37 “可愛”的盧相

原來, 《繡榻野史》事件一出,陳國公夫人雖是閑着,到底如坐針氈。陳國公氣得不行, 背着兩手在房門裏走過來走過去。陳國公夫人看得心煩, 手捧着本書閑閑翻着,她心硬,說是後娘也不為過。“——嘿, 我說你瞎轉悠什麽呢?轉什麽呢?”她懶洋洋哼一聲, 又說:“禍, 是這小冤家一時闖下來的!該收拾攤子, 也該她自個兒收拾去?你現在急了?你現在急了去幫她啊?——我看看你,百年之後, 她再惹了事兒,你又怎麽去幫?”

“狠!夫人, 算你狠!”陳國公手指着錦繡娘。

陳國公夫人卻只是勾着嘴冷冷笑了一笑。頭上的簪子流蘇搖晃得豔麗灼眼。

其實, 要說真的狠麽?也不盡然。

有事兒沒事兒, 還是把自己打扮成一市井村婦, 不是這個坊間轉轉,就是那個茶樓街巷溜溜打探民間流言傳聞消息。錦繡娘的心情是複雜而難以言喻的。人近五十, 已是黃昏日落的半蘸衰頹之際, 回憶前塵往事,錦繡娘的這一生,不,應該叫兩生兩世——都是極盡筆墨也抒寫不完的。

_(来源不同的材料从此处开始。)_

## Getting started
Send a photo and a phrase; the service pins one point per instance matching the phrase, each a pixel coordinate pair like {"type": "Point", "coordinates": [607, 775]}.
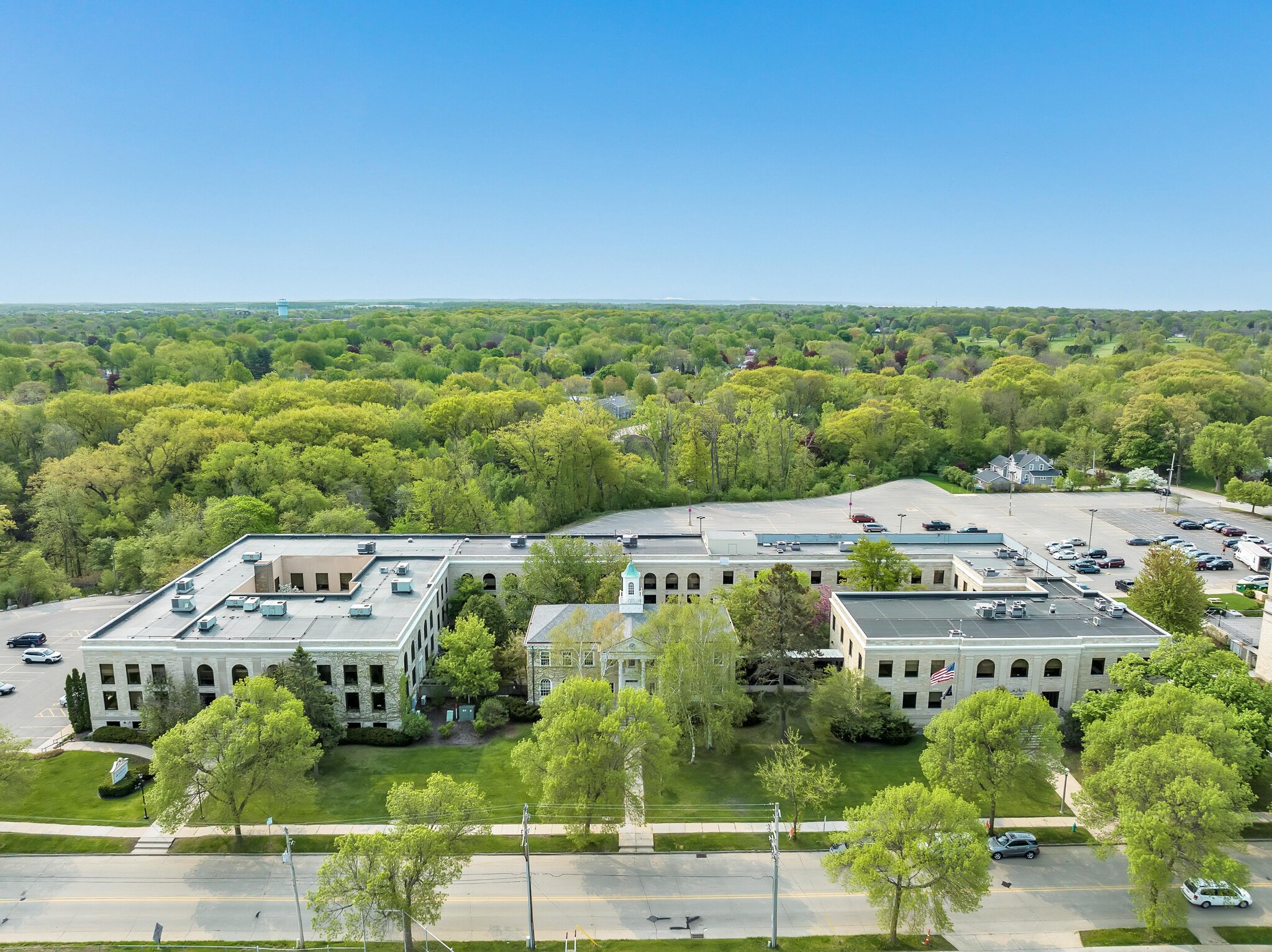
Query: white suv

是的, 直到現在,陳國公夫人都覺自己在做夢。她不屬于這個世界,不屬于這個時空,她的這兩生兩世,都像夢迷了的莊周。“昔者莊周夢為蝴蝶,栩栩然蝴蝶也,自喻适志與,而不知周……”錦繡母親到底有着怎樣的經歷?這不是重點。重點是,她用她所知所得的種種對于人生的思索、信仰、追求、價值、理念……當她用這些來教養自己留在這個世界所誕下的血脈,她的這種行為做法,到底是錯?還是對?是自私?還是成全?

陳國公夫人不想再思索去了。

深籲了一口氣。

一天,身穿藍水田衣,頭裹布巾,典型的小市民村婦打扮。陳國公夫人仍舊輾轉于各街坊巷口溜達閑逛。

忽然,一道聲音:“小報!小報!咱們的首相大人出書了!小報!小報!——”

陳國公夫人恍惚了一陣兒。

當世朝風,确有“小報”流行。或手寫,或印刷。镂板鬻賣,流布于外,這是得到朝堂和官家許可。而記載的,也都是些小市民無聊時,打翻時日翻翻的各皇室官吏朝政動态。

陳國公夫人感覺自己又回到了她上一世所身處的民國時代。滿街的小童,高舉着報紙:“賣報!賣報!巴黎談判失敗——”“賣報!賣報!巴黎談判失敗——”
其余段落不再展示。